Kendin Olmak: İnsan Olmanın Özüdür

Gülten RAYİMOĞLU

Kendin olmak, yalnızca bireysel bir duruş değil, insan olmanın en temel gerekliliğidir. Günümüz dünyasında, çevrenin etkisinden sıyrılarak kendi yolunu bulmak kolay değil. Ancak insanı insan yapan, ahlak ve adalet gibi evrensel değerlerden sapmadan, kim olduğunu unutmadan yürüyebilmektir.

Çevremiz, her an bizi şekillendirmeye çalışır.

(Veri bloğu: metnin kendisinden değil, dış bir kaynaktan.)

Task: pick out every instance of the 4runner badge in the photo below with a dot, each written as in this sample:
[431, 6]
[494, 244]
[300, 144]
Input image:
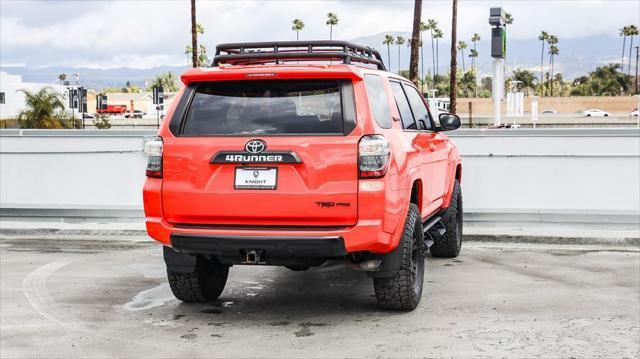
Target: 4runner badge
[255, 146]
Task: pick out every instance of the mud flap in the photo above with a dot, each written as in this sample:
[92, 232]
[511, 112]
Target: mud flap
[391, 263]
[177, 261]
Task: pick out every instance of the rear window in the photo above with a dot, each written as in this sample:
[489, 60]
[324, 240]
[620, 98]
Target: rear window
[266, 107]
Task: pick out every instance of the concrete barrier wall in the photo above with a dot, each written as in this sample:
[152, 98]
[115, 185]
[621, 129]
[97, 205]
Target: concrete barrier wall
[574, 175]
[615, 104]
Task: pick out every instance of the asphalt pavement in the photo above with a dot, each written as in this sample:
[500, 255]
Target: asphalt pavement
[64, 299]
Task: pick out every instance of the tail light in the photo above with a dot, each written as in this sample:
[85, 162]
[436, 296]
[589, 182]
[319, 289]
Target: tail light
[153, 149]
[373, 156]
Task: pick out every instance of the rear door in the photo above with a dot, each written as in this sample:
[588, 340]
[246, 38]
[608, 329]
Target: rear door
[264, 153]
[432, 186]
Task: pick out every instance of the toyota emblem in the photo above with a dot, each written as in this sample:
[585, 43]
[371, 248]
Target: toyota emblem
[255, 146]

Medya, toplum normları, gelenekler, hatta yakın çevremiz bile neyi nasıl yapmamız gerektiğini söylemekte ustadır. Bu baskı altında, kendi benliğini korumak cesaret ister. Ancak gerçek bir insan olmanın yolu, kendin olabilmekten geçer. Başkalarına özenmeden, sırf beğenilmek ya da onaylanmak için değil, içindeki değerleri ve doğruları savunarak yaşamak, insan olmanın esas anlamını oluşturur.

Kendin olmak, ahlaktan ve adaletten ayrılmamakla mümkündür.

Çünkü insan, çevresine verdiği zararla değil, değerlerine sadık kalarak büyür. Sadece kendini düşünerek değil, başkalarının haklarına saygı duyarak var olmayı başarır. Ahlak, insanın kendine ve çevresine olan borcudur. Adalet ise, bu ahlakın eyleme dönüşmüş hâlidir. Kendin olmak, bu dengeyi bozmadan yaşamak demektir.

Unutulmamalıdır ki, kendin olmak, bencil ya da başına buyruk olmak değildir. Bu, sorumluluklardan kaçmak anlamına gelmez. Aksine, kendin olmak, kendi doğrularınla yaşamayı göze alırken, başkalarının haklarını da gözetmektir. İçindeki insanı koruyarak, çevrene de örnek olabilmektir.

Kısaca, kendin olmak, insan olmanın özetidir.

Bu, başkalarına körü körüne uymadan, ama topluma karşı da duyarsız kalmadan, kendi özüne sadık bir hayat sürmektir. Gerçek insan olmak, kendin olmakla başlar ve değerlerini her durumda korumakla devam eder. Kendin ol; çünkü dünyanın, başka bir “sen”e değil, gerçek bir insana ihtiyacı var.